Performance Limitations in Sensorimotor Control: Tradeoffs between Neural Computing and Accuracy in Tracking Fast Movements

Shreya Saxena, Columbia University


The ability to move fast and accurately track moving objects is fundamentally constrained by the biophysics of neurons and dynamics of the muscles involved. Yet, the corresponding tradeoffs between these factors and tracking motor commands have not been rigorously quantified. We use feedback control principles to identify performance limitations of the sensorimotor control system (SCS) to track fast periodic movements. We show that (i) linear models of the SCS fail to predict known undesirable phenomena produced when tracking signals in the "fast regime", while nonlinear pulsatile control models can predict such undesirable phenomena, and (ii) tools from nonlinear control theory allows us to characterize fundamental limitations in this fast regime. For a class of sinusoidal input signals, we identify undesirable phenomena at the output of the SCS, including skipped cycles, overshoot and undershoot.
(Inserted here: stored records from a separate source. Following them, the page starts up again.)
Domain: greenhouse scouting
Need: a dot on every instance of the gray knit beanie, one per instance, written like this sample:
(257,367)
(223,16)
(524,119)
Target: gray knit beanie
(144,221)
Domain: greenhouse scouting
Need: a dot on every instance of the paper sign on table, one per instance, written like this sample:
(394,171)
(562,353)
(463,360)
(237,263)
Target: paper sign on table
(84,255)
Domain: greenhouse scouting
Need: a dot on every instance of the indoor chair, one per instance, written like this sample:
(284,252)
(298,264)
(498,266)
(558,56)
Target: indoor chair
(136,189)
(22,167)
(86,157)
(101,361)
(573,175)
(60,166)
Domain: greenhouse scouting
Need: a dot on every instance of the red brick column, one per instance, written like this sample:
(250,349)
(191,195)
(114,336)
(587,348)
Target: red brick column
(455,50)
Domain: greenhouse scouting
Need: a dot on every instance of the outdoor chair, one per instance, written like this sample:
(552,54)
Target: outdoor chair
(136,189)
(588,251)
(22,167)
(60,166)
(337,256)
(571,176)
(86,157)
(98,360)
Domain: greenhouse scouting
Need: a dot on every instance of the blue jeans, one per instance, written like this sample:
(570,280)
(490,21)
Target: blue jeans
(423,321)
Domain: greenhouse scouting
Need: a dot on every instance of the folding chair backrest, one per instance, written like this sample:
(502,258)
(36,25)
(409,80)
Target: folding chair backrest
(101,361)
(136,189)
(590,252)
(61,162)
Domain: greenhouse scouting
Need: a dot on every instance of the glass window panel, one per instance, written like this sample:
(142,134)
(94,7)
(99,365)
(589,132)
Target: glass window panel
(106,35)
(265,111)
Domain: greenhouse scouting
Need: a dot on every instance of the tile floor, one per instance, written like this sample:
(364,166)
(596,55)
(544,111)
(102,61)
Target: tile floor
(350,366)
We then derive an analytical bound on the highest frequency that the SCS can track without producing such undesirable phenomena as a function of the neurons' computational complexity and muscle dynamics. Our modeling framework not only reproduces several characteristics of motor responses in both slow and fast regimes observed in humans and monkeys, but the performance limitations derived here have far-reaching implications in sensorimotor control. In particular, our analysis can be used to guide the design of therapies for movement disorders caused by neural damage by enhancing muscle performance with assistive neuroprosthetic devices.